Alle prime luci di sabato sono sveglio. Voglio sfruttare la mattina, l’assenza di pescatori. Non ho fatto i conti tuttavia con la batteria di avviamento del motore: scarica. Evidentemente il “buona pesca” del gommista sta continuando a tormentarmi. Inganno l’attesa di Antonio, il gestore della nautica, pescando nella lanca, spostandomi con il motore elettrico. Al suo arrivo mi faccio prestare una batteria nuova e posso partire con 2,5 ore di ritardo verso il fiume. Derivo come posso, facendo lo slalom tra le canne in pesca dei pescatori teutonici, facendomi largo tra i cefali, ignorando il vento e le altre barche che passano sulle derive  che ti appresti a fare. Riesco a trovare anche i siluri, ma non collaborano. Yuri me lo aveva detto la mattina precedente: mangiano solo di notte ora, di giorno non c’è verso. Non mi perdo d’animo e mi sposto su spiagge battute dal sole, che scaldano prima l’acqua e risultando così gradite maggiormente dai pesci. Ripongo fiducia specialmente in una  poco frequentata e che mi ha sempre regalato qualcosa. Al primo passaggio sento la mangiata: nitida, cattiva.. ma tremendamente rapida.. al punto di non fare in tempo a ferrare.

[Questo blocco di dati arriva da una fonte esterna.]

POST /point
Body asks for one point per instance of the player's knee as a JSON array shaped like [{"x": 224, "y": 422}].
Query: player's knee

E’ stata l’unica mangiata in due giorni di pesca travagliati. E l’ho sbagliata. Come se non bastasse, al rientro al pontile mi aspettava il trasbordo di tutta l’attrezzatura (batteria, serbatoio, ecc) dalla barca all’auto salendo la ripida e lunga scalinata in quanto chi utilizza la gru di alaggio era assente. Ovviamente questo è arrivato ad auto caricata. Finita qui? Non proprio. All’arrivo a casa scopro che dal contenitore del vivo nel baule è uscita parecchia acqua.. per fortuna ho un telo impermeabile e una vasca di protezione come base, che hanno trattenuto tutta l’acqua, riuscendola così a togliere rapidamente senza conseguenze per il baule.

In genere la pesca mi rilassa.. questa volta il mio stato d’animo è un misto tra incazzo, delusione, amarezza e voglia di rivincita. Avevo pianificato tutto, pregustavo un’avventura “epica” da solo sul Grande Fiume.. ed invece dopo un avvio positivo, il tracollo su tutti i fronti, con tanto di mangiata sbagliata sul finale che poteva rendere meno amara la sessione. La rivincita dovrò prendermela presto però, perché nella pesca al siluro è fondamentale non abbattersi e non mollare mai!

La prossima volta però avverto il gommista di stare attento a quello che dice!